There's no dream scenario for any party here: in order to govern and rein in the nation's growing debt, Conservatives will have to set aside some of their instinct to preserve the wellbeing of the better-off whom they see as essential to recovery; Labour faces the nightmare of having to run down cherished social provision when it's most needed; Liberal Democrats risk alienating some of their supporters whichever party they support in government; even Scots and Welsh Nationalists might extract key concessions for their parts of the UK, but they risk a voter backlash if they push for too much and wreck their own "progressive" coalition to the advantage of the Conservatives who remain overwhelmingly an English party still widely blamed elsewhere for Scottish and Welsh hardship in the 1980s.
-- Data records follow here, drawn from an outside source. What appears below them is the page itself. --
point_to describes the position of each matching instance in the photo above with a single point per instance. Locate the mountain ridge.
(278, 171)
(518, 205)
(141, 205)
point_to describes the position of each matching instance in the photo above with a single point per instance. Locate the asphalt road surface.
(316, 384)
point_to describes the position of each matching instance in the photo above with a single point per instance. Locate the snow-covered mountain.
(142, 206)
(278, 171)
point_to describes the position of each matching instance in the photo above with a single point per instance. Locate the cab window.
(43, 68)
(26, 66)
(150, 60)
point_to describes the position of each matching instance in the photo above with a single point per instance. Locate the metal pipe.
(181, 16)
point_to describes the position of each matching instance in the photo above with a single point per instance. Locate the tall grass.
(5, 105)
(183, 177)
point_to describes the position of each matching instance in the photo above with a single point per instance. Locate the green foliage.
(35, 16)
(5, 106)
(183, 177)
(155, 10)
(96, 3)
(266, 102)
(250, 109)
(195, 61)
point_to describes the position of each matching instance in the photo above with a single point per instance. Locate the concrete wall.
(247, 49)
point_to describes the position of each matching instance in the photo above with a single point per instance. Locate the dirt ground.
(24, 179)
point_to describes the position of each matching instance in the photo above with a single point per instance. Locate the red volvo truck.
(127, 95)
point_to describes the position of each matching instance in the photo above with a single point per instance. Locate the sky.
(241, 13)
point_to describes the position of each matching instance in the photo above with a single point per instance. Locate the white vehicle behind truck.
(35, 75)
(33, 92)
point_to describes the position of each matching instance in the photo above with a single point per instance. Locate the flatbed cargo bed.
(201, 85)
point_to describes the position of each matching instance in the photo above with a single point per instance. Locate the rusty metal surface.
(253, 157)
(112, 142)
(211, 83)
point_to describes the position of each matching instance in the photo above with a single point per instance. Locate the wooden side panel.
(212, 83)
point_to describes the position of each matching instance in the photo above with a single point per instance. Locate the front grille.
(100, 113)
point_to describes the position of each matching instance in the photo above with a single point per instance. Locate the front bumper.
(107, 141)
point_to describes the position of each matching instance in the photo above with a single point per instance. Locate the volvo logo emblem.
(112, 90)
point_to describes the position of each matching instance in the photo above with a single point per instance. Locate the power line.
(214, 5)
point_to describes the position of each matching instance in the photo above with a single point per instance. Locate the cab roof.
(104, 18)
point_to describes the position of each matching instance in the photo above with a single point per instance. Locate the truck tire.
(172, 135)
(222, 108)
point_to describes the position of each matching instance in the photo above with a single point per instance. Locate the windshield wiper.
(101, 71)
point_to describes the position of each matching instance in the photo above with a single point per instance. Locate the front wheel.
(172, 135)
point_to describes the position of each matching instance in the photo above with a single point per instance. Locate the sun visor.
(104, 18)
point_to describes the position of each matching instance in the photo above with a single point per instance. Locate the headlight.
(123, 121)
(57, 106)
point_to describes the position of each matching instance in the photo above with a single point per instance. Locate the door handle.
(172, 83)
Whoever ends up in government faces a formidable challenge: any party or combination of parties will find itself cutting social provision on which millions depend; any alliance will find its member parties disagreeing on social policy or spending priorities, even assuming that the EU project remains on hold rather than resurfacing to divide Tories from LibDems even if it doesn't rip apart the Conservatives as it did in the mid-1990s. And at the end of it all whoever's in charge risks a ferocious electoral backlash: the Conservatives for being prevented by reliance on their allies from delivering full-blooded Tory policies to their core supporters; Labour for imposing what its supporters used to call "Tory cuts", and the LibDems for either compromising their social values by allying with the Conservatives, or allegedly keeping a rejected Labour Party in office.
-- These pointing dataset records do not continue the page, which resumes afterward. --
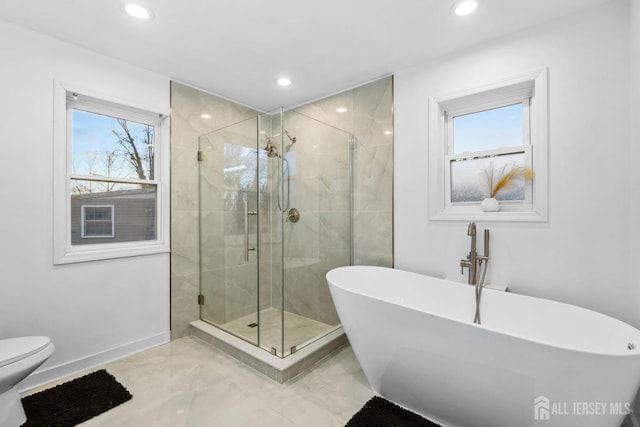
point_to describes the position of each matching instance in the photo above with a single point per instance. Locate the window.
(97, 221)
(479, 135)
(110, 171)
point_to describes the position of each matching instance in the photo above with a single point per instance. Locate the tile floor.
(189, 383)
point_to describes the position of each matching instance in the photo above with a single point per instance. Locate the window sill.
(96, 254)
(504, 216)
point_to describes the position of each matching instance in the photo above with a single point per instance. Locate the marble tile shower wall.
(368, 116)
(187, 125)
(321, 239)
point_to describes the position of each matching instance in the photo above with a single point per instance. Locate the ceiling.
(238, 48)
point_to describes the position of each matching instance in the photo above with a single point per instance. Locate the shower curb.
(274, 367)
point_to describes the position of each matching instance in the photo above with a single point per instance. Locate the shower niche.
(276, 203)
There are no winners among the parties. The real winners may for once be the rest of us, spared the worst excesses of Conservative dogma under a Cameron-Clegg alliance, or delivered more measured adjustment of the present fiscal mess under a Labour-LibDem pact. Whoever governs, we're less likely to see the kind of "shock therapy" that Mr Cameron's less enlightened colleagues would consider appropriate for those they consider undeserving of better, and for that the electorate should be congratulating itself.